Niks Te Maken schrieb:
Und spätestens hier wirst du unlogisch...tolerant gegenüber allen anderen Menschen sein, aber die nordische Religion pauschal ablehnen, weil es die germanische ist? Dann musst du auch (wie ich) die Christen, Moslems und Juden wegen ihrer Religion verurteilen, den auch sie sät Krieg. Nebenbei halte ich die germanische Religion keinswegs für blutiger als andere, zumindest ist mr nichts über im Namen des Glaubens geführte Kriege bekannt, und auf Opferungen ist ja nun wirklich nicht diese eine Religion beschränkt!
Außerdem habe ich das feiern von. z. B. Mitsommer wesentlich mehr verständnis als für etwa Weihnachten.
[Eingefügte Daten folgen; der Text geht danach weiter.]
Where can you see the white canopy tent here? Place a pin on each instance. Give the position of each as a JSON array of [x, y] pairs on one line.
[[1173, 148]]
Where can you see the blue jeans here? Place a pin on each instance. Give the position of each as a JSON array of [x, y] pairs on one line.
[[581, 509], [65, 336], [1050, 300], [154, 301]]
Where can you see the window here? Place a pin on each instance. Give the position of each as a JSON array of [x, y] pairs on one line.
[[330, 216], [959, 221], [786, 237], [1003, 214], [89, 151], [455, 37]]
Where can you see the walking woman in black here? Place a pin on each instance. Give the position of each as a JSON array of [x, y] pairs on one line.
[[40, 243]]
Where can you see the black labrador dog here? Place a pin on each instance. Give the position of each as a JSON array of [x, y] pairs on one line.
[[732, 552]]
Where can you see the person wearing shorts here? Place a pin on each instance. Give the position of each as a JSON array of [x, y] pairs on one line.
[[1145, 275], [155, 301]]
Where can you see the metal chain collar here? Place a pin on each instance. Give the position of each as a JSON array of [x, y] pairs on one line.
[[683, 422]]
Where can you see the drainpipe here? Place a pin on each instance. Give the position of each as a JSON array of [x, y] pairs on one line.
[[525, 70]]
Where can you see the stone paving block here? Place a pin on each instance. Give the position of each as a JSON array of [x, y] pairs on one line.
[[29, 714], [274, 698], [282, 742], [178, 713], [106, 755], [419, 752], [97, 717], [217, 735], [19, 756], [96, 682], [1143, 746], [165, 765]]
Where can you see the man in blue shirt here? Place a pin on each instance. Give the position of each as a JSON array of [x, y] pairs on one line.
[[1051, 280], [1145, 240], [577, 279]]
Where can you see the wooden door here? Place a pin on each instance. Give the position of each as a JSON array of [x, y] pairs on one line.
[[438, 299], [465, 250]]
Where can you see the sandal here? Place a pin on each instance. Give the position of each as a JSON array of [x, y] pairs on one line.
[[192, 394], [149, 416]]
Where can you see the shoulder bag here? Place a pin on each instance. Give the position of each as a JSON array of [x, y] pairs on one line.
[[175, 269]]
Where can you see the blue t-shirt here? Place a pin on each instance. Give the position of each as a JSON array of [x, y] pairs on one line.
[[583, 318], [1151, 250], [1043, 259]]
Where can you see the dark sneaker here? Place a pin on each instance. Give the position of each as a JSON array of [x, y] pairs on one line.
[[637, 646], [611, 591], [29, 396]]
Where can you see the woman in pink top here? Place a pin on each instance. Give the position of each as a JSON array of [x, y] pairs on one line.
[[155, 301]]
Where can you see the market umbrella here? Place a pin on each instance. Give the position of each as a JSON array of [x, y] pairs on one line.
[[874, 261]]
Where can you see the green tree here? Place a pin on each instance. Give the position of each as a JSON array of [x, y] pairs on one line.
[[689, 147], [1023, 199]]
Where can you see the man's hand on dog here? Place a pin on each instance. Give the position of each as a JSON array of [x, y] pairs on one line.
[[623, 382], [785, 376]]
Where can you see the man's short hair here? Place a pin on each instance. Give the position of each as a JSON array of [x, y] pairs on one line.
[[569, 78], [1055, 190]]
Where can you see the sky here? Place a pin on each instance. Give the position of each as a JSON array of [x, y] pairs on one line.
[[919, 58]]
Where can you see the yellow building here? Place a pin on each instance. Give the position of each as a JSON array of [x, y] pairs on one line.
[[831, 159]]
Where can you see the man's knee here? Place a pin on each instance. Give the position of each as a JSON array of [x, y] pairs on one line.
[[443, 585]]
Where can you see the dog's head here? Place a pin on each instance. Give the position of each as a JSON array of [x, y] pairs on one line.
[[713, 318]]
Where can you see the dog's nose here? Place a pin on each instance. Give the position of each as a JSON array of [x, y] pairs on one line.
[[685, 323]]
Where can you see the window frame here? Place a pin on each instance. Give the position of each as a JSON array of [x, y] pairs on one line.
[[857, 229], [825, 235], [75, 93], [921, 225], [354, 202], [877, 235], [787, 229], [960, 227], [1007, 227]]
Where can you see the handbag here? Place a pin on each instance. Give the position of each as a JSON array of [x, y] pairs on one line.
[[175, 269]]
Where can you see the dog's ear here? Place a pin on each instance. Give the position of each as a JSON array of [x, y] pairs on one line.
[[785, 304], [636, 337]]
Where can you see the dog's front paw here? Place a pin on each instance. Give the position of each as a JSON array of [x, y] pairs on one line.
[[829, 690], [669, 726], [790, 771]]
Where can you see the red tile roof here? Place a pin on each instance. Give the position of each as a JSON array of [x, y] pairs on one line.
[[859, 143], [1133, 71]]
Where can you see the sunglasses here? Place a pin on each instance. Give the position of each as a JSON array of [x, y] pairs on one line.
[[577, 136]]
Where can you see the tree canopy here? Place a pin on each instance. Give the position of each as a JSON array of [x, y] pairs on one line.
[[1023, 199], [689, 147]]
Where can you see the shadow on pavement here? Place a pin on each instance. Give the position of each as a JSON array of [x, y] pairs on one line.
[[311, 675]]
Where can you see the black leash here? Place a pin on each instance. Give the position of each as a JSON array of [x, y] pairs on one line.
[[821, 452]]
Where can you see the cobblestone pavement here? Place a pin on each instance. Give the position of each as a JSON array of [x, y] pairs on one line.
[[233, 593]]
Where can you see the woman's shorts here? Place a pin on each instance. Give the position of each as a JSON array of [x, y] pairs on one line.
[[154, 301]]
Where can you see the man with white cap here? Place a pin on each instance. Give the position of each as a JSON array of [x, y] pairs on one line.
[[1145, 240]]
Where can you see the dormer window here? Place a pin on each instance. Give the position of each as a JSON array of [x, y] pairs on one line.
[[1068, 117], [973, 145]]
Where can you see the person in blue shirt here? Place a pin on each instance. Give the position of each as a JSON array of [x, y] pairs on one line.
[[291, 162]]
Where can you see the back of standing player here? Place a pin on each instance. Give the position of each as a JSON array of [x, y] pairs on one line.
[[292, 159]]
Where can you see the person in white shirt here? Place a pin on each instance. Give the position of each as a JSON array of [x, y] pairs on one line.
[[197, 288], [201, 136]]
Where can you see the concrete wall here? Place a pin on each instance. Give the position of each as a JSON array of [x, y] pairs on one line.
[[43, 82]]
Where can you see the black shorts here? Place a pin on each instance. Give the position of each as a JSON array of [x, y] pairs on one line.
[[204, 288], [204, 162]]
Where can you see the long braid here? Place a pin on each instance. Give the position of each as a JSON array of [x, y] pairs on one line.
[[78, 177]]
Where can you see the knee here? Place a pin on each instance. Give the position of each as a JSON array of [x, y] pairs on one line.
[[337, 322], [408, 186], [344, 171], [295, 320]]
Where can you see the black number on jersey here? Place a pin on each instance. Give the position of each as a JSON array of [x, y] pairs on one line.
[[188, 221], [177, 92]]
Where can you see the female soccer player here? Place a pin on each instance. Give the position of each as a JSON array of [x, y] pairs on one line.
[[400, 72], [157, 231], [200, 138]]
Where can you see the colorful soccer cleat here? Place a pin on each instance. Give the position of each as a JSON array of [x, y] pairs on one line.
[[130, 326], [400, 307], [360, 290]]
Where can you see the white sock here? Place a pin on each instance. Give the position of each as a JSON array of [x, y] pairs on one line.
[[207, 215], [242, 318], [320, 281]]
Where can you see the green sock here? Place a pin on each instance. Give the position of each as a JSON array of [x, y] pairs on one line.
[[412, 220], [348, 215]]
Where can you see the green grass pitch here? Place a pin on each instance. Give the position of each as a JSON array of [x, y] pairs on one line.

Einmal wird ein Naturereignis (mit religiösem Anhag) erfeiert, bei Weihnachten der evtl. Geburtstag von einem Menschen, der wahrscheinlich als Scharlatan ein paar Dörfer und deren Sagenerzähler nach Strich und Faden verarscht hat! BTW: Kommt nicht der Weihnachtsbaum aus dem Odinismus?

Da könntest Du schon Recht haben, allerdings bringen solchge Festivitäten viele Kinder und Jugendliche in ziemlich schlechte Kreise, oder nicht?
 

Wiesengrund

Geheimer Meister
26. Juni 2003
189
Paradewohlstandskind schrieb:
Mein serbischer Freund war sehr bestürtzt, als Roland Koch meinte, dass er die doppelte Staatsbürgerschaft nicht verdiene und an der rechtspopulistischen Meinungsmache von "Kindern statt Inder" des >>Hessen-Hitlers<< (Titanic) brauchen wir wohl nicht zu sprechen, das war einfach doof!

Paradewohlstandskind, das mit den Kindern und Indern war der "Nordrheinwestfalen-Saddam"(ich) Jürgen Rüttgers.